You may have coffee, a meal or go shopping there, but you may not take any memories home or show your friends how great the place is.
I was stopped for taking photographs. “Where’s the sign saying no photography?” I asked. “There isn’t one,” was the reply “but it is in the rules. If you want to take photographs, you need to fill in a form to get permission. And you have to pay if you publish any of the photographs you take.”
What utter claptrap, what stupidity! Doesn’t Rennie Property, who manage the complex, understand the importance of tourism and the benefits of free exposure? Their rule is an embarrassment to the security guards who have to enforce it. And imagine enforcing it during the World Cup!
If you own a property that hopes to boost earnings from tourism, would you appoint Rennie Property to manage it? Would the V&A Waterfront be SA’s number one tourist attraction if it imposed a rule like that?
Leaving the Melrose Arch precinct brought back memories of the dying, macho days of PW Botha’s old regime — tank traps that rose out of the tarmac were installed at the entrance to Parliament. Melrose Arch’s version are steel tyre-shredders that will rip the guts out of most cars.
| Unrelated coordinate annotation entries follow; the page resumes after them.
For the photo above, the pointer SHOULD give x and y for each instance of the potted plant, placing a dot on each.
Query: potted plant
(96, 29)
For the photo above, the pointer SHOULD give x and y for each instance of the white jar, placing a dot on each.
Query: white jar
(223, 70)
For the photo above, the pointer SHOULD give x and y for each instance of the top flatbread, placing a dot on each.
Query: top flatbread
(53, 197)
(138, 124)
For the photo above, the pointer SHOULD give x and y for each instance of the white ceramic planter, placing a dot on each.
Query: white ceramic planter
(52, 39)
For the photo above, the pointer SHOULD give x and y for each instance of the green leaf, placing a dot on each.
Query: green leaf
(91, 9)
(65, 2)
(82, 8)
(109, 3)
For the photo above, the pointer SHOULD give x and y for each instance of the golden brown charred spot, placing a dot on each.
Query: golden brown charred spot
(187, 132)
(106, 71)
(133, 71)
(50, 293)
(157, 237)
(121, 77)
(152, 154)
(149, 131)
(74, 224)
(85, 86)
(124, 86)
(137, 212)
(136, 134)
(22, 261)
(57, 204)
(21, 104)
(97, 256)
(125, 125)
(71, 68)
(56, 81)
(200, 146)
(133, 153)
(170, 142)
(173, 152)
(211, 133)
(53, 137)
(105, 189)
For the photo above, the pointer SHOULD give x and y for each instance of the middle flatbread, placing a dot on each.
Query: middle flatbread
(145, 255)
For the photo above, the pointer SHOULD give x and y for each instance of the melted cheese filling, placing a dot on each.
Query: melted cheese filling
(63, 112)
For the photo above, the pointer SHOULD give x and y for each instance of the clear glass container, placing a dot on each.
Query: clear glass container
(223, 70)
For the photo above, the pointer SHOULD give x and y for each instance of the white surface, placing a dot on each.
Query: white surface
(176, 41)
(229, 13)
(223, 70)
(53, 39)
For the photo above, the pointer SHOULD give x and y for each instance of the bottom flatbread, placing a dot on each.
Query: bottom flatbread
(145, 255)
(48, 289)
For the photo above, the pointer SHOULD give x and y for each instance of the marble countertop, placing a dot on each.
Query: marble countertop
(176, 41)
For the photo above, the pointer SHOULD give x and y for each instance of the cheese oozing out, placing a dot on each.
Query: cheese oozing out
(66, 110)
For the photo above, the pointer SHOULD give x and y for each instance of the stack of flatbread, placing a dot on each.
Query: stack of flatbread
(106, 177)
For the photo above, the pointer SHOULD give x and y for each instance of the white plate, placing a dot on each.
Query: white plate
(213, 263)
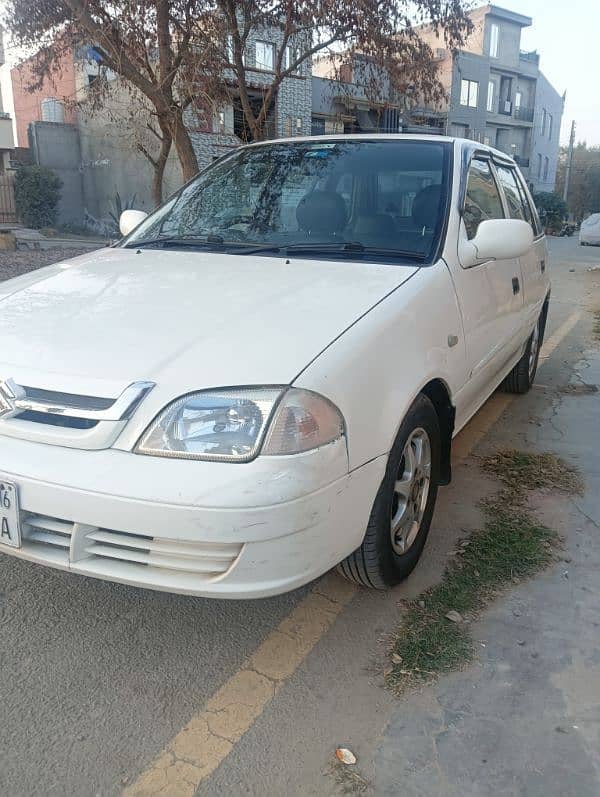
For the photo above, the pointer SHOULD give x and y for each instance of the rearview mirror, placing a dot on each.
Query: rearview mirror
(130, 219)
(496, 239)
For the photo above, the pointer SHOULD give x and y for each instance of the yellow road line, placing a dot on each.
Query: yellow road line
(208, 738)
(198, 749)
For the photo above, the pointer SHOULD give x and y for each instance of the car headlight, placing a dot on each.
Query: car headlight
(233, 425)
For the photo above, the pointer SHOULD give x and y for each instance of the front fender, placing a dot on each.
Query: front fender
(375, 370)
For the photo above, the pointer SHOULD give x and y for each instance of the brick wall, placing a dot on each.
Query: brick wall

I know this is Johannesburg… but one doesn’t need visible reminders of how rough the city is all the time.
Pity… it’s really such a nice place. Here are a few pics (which we refuse to pay for) which show why.
Postscript: Vanessa Clark, Rennie Property’s PR consultant, responded to this in the comments and subsequently reported: “I have been informed that the Rennie Property team at Melrose Arch have met again with the security manager and clarified the situation with regards to photography. I have been assured this will resolve any miscommunication or misunderstanding that might have taken place. I’ll keep an eye on the matter though, as this is something important that we need to get right.
“Thanks again for raising the issue.”